Los Diablos azulesAu pays des diables bleus
En 1907, dans le Nord du Chili, 3 600 ouvriers des mines de salpêtre sont assassinés par le gouvernement militaire dans le port d'Iquique, où ils étaient venus faire grève. Aujourd'hui, dans une ville fantôme, une madone endeuillée reprend une cantate populaire racontant ces événements, puis rejoint un groupe de divas pour crier avec elles leur douleur révolutionnaire.
Film réalisé dans le cadre du cursus du Fresnoy - Studio national des arts contemporains, promotion Manoel de Oliveira (2015-2017). Accompagnement artistique João Pedro Rodrigues. Remerciements à Charlotte Bayer-Broc et, au Fresnoy, à François Bonenfant, Natalia Trebik et Sarah Fraile.

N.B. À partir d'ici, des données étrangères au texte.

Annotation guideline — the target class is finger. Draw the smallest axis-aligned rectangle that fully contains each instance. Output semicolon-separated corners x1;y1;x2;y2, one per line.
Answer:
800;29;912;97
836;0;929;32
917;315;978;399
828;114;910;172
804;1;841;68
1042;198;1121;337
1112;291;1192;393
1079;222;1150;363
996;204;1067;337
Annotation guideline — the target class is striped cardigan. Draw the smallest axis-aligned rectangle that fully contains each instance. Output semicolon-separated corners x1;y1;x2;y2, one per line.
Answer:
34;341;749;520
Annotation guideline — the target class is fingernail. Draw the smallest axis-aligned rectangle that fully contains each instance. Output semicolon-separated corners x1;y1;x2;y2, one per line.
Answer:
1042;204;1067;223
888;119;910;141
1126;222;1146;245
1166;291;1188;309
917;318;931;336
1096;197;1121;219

Le geste héroïque de ces premiers révolutionnaires d'Iquique a été raconté en 1969, un an avant l'élection de Salvador Allende, par Luis Advis, dans la Cantata de Santa María de Iquique, une longue complainte qui alterne, dans la tradition didactique marxiste, des descriptions historiques parlées, des chants partisans et des lamentos inspirés de la musique traditionnelle andine. Dans Los Diablos azules, Charlotte Bayer-Broc adapte cette cantate en deux temps. Elle incarne d'abord une madone endeuillée qui traverse seule la ville minière abandonnée. Dans ce décor de western désolé, un duel se dessine entre la mémoire et l'oubli, entre la fragilité de la voix et l'immensité du désert, pour arracher le lieu à sa muséification, pour raviver la lutte, pour peupler cette solitude des chants d'hier et de demain. Ce n'est qu'une fois brandi un drapeau de la paix déjà tâché du sang des ouvriers que l'héroïne pourra, comme les grévistes du début du XXe siècle avant elle, descendre au port, où l'attendent d'autres femmes prêtes à répandre avec elle la nouvelle de la douleur. Tandis que le récit prend une tournure tragique, avec l'enfermement des ouvriers dans l'école où l'armée les exécuta, c'est une autre communauté qui se forme, celle des quatre conteuses à l'allure de divas camp. Liées par la tragédie de l'histoire et le sentiment d'une perte infinie, elles deviennent à la fois un chœur de lamentations traditionnelles et un improbable girls band, pour énoncer ensemble la promesse de nouvelles formes de luttes.
Olivier Cheval
Le premier lieu de formation de la pensée sensible, critique et politique de Charlotte Bayer-Broc fut le cinéma. Loin des séductions de l'image, ce qui l'a toujours intéressée dans les films, c'est la puissance du plan – de la durée, de la parole, des visages, des gestes – dans lequel se révèle la densité d'un corps emprisonné dans un réel inextricable. Après des études théoriques de littérature et de cinéma, elle intègre les Beaux-Arts de Paris en 2011. Son travail vidéo articule des lieux d'images, de l'intimité des maisons à l'immensité des paysages, avec des histoires intimes et collectives qui bordent tout grand récit. Il s'agit toujours pour Charlotte Bayer-Broc de révéler une violence enfouie, de former des narrations nouvelles à partir d'événements perdus. En 2014, après une année d'échange à Santiago du Chili, elle réalise un premier moyen métrage, Mundos inmundos, sélectionné au FID Marseille. Le film suit un groupe de punks errant comme des somnambules dans un Chili dépeuplé et fantomatique. Aujourd'hui en post-diplôme au Fresnoy – Studio national des arts contemporains, elle continue d'explorer le Chili et son histoire mineure.